Rahat ve lüks için ömür biter, yaşamak için değil ölmek için çalışırlar.

Daha da olmadı ezer, çalar, çırpar, tüm onurunu sererler gitmeden toprağa.

Toprak damları kireç sıvalarla sıvayan eller, kurak topraklardan rızkını çıkaran hayvanını yayıp sulamak için kilometrelerce yol giden, bir lokma bir hırka yaşayıp insan incitmeyen nesil vardı yakın tarihe kadar.

Neden birden kapılar kilitlendi, neden kapı aralığından bakmaya başladı insanlık?

Tıraşa giden berberin, hatırını sorar, ekmek almaya giden fırıncının?

Hatır sormak kutsaldı, ekmek gibi su gibi.

Bizim göklerde sancak gibi dalgalanan ülkülerimiz yok muydu?

Gelenek göreneklerimiz, soğuk kış günlerinde sıcak komşuluklarımız.

Haksızlık entrika ile elde edilen her ne varsa mübah oldu, sertlik baskın çıkmak adamlık sayılmaya başladı.

Oysaki selam veren, selam alan, gönül kırmayan lokmasını paylaşan insanlık dersi veren nice canlar vardı.
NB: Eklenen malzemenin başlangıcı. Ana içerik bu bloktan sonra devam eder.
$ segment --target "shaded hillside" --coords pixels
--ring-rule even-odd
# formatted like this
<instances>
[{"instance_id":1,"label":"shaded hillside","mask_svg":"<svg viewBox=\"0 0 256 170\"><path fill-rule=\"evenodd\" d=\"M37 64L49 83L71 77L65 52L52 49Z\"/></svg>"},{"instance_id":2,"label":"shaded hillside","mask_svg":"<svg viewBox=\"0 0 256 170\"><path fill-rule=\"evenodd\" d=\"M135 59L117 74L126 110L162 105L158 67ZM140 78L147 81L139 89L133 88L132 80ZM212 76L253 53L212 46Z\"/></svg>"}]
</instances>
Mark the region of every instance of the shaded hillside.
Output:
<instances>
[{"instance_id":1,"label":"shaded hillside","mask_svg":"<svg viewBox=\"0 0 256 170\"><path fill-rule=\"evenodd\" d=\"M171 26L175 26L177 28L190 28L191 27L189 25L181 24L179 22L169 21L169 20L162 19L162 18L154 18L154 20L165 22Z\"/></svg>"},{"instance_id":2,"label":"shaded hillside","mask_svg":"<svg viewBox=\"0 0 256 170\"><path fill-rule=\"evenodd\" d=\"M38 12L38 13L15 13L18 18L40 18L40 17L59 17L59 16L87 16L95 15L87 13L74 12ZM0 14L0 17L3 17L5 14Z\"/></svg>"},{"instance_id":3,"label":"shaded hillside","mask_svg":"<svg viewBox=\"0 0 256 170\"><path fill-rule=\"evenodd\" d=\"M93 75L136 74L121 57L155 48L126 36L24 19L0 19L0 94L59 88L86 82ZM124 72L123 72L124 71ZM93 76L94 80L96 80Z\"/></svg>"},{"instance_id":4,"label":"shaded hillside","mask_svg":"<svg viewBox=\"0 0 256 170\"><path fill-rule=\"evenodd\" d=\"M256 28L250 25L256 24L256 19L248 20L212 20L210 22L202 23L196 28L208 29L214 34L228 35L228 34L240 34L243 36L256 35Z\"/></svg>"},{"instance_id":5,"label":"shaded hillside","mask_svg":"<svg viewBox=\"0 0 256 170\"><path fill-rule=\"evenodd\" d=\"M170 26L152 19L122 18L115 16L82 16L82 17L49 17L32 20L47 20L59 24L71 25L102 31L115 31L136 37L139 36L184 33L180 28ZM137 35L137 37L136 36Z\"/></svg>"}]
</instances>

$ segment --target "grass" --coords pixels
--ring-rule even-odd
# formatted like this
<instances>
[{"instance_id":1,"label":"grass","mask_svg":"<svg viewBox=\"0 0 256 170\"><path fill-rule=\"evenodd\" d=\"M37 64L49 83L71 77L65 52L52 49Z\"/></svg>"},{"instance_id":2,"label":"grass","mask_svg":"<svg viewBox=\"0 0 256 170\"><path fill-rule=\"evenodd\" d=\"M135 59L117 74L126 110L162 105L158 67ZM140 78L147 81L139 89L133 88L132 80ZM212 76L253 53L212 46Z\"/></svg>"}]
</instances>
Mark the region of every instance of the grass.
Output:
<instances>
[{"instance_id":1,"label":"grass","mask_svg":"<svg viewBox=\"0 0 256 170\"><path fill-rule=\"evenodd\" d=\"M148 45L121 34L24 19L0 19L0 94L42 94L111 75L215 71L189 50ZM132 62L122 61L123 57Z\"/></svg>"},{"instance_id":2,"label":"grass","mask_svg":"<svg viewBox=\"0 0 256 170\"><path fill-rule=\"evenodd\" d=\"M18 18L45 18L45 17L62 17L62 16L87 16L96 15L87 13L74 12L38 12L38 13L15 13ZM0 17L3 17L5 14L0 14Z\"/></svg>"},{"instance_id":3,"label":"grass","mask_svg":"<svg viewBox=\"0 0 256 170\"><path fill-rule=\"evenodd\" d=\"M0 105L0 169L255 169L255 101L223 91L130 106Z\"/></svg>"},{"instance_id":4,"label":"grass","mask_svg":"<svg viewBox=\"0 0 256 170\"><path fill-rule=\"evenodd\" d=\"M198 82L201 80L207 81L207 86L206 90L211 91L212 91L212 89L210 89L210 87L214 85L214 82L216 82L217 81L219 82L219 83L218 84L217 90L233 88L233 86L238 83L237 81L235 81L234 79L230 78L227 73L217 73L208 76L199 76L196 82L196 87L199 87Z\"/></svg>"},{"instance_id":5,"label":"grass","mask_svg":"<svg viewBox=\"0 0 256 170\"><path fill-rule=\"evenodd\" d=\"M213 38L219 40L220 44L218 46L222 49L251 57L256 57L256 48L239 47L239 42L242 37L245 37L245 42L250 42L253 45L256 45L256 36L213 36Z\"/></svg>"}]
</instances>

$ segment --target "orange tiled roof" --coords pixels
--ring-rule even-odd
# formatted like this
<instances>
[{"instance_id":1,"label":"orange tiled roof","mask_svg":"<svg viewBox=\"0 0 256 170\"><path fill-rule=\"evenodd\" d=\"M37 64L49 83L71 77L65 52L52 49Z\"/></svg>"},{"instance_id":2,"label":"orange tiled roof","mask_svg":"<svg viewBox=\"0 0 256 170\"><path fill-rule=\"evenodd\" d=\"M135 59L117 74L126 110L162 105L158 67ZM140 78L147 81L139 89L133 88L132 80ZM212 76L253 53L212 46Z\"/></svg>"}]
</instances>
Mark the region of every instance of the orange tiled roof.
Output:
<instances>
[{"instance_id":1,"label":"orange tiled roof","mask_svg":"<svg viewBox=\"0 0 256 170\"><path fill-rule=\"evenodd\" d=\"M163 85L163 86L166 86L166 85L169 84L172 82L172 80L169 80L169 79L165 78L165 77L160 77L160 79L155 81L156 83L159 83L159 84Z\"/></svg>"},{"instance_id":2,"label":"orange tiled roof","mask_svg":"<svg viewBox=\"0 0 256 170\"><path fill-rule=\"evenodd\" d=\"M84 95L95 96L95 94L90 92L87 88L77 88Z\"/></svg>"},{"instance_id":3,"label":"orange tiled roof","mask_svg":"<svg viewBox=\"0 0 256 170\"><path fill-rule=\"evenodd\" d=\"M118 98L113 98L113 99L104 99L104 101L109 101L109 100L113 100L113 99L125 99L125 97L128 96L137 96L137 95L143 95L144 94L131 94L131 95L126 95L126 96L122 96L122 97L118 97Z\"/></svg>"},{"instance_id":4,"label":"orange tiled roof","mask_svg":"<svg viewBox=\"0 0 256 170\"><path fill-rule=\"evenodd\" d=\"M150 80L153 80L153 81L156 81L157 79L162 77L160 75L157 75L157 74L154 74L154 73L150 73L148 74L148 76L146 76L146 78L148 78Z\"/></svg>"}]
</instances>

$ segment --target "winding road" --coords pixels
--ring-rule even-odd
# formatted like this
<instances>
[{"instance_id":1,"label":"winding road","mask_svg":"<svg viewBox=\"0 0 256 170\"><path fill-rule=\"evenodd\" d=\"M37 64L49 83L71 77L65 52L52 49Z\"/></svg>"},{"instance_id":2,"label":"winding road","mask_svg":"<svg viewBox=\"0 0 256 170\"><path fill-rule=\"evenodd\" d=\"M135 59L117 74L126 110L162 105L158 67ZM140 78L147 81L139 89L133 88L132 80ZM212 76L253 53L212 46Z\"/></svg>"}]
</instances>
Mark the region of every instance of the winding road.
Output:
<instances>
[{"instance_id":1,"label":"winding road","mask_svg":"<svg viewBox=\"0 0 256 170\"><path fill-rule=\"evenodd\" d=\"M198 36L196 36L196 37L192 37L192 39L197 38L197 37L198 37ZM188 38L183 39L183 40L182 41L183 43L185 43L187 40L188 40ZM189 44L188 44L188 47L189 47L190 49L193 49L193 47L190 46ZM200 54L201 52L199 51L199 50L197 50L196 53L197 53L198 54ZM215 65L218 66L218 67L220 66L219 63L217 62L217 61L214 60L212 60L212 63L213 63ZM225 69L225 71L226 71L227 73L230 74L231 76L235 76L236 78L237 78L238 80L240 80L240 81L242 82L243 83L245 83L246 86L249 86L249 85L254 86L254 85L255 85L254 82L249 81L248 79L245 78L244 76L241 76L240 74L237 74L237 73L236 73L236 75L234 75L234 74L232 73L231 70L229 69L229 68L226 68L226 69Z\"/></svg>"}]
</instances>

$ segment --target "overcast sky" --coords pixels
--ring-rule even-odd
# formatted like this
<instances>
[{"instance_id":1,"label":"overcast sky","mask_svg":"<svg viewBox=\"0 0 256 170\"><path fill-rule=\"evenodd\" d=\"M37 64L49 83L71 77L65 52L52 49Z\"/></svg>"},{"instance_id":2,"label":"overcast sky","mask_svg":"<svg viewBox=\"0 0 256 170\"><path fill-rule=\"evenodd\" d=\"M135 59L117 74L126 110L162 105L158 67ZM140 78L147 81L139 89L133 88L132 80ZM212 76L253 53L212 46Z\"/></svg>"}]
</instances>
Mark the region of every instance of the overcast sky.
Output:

Aşmalıyız dağları derken, kan akan şehit veren çağları mı unuttuk?

Şanı, şöhreti, parayı bulmak için uğraşırken mi ördü kader ağlarını?

Tüm dizi karakterlerini bilen, sabaha kadar telefonla uyuyan, sosyal medyadan yalancı hayatlar kuran nesiller türerken, aman rahatım bozulmasın diyen ekâbirler konuşturmaz oldu kimseleri.

Neredeyse inancımızdan öte inanacağımız bir model oluşturuldu.

Ah bir de geceleri yoklayan vicdanlar olmasa, hepten kabullenecekler bozulan toplum modelini.

Bunları neredeyse toplumun orta yaş üstü biliyor ve yakınıyor,

Peki, neden hiç kimse elini taşın altına koymuyor?

Çünkü anlatamıyorlar yeni Nesile öz değerlerini, insan gördüğünün yaşadığının esiridir.

Doğayı tarımı toprağı çalışmayı görmeyen çocuklar, vazifelerini günlük rutin işlerini küçük yaşta yapmayanlar, ezilmesin diye sadrazam gibi giydirip, yedirip iş yaptırılmayan nesil çoğaldı.

Vakti gelip iş beklenince isyan eden, kolay yoldan beklenti içine giren,

Gemisini yürüten kaptan mantığı ile tüm değerlerini yitirme yolunda ezip kıran döken kimseyi dinlemeyen, azınlık da olsa bu toplumun yarasıdır.

Şimdi yara büyümeden bir an önce çalışan üreten, gençlik için bir araya gelmeli ve bu yönde projelere destek verilmelidir.

Buradan feveran ediyorum, yoksa ilerde bazı şeyler bizim için çok ama çok geç olabilir. Sunuda son söz niyetine burada hatırlatalım, toplumda küçüklerin yapmadıkları büyüklerin hatalarından başka nedir ki?

Aynaya tükürürken kendi yüzünüze tükürdüğünüzün bile farkında değilsiniz.